Tal como o Diário de Coimbra avançou na passada semana, um grupo de estudantes da Universidade de Coimbra e do Instituto Politécnico de Coimbra está a ser investigado depois de ter sido divulgado um áudio, partilhado pelo WhatsApp, onde é possível ouvir insultos racistas, sexistas, de violência sexual contra mulheres e comentários xenófobos proferidos por alunos da Coimbra Business School| ISCAC, como foi adiantado pelo presidente da Direção-Geral da Associação Académica de Coimbra.

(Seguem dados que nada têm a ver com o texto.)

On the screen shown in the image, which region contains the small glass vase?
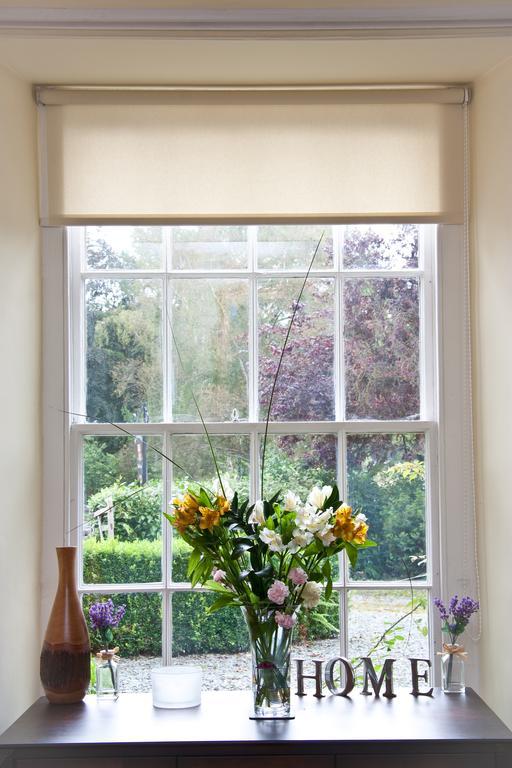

Depois da Universidade de Coimbra ter repudiado a situação, o IPC responde que «reafirma o seu firme compromisso com os valores de cidadania, humanismo, igualdade e tolerância que orientam a sua missão, repudiando quaisquer comportamentos de racismo, misoginia ou outras formas de discriminação».

Ontem, o reitor da Universidade de Coimbra, Amílcar Falcão, questionado sobre a polémica, reafirmou o repúdio por qualquer discurso racista, sexista, xenófobo.

"A Universidade de Coimbra repudia, naturalmente, todos os casos desviantes, todas as situações desviantes daquilo que é a normalidade e daquilo que são os valores humanistas que a Universidade defende", afirmou o reitor

«O racismo, o sexismo e outros desvios comportamentais existem na sociedade em geral. Quando eles são manifestados dentro da Universidade, onde eu tenho jurisdição, eu trato dos assuntos. Quando eles são manifestados fora da Universidade, a única coisa que eu posso fazer é mandar para o Ministério Público, porque é um crime público, e abrir um processo de inquérito para averiguar se tem alguma interferência dentro da Universidade», salientou o reitor.

Ainda na passada semana, a Direção-Geral da Associação Académica de Coimbra decidiu tornar pública uma nota de repúdio, ao lado de várias associações de estudantes da cidade, marcando a sua posição quanto a esta situação que, segundo o dirigente estudantil, já estava a ser investigada pelas instituições de ensino superior da cidade. «Temos tido reuniões conjuntas com ambas as instituições de ensino superior e agora iremos acompanhar as próximas semanas», frisou ontem.

De acordo com José Machado, a AAC quer «dinamizar uma série de métodos que possam combater este tipo de situações, tanto do ponto de vista passivo, com mesas redondas e momentos de debate», como também com «medidas mais restritivas e que procurem, de facto, mitigar estas situações». O dirigente estudantil recordou que a associação já se havia posicionado, «em conjunto com a Provedoria do Estudante e com a Reitoria», contra «os atos xenófobos e racistas».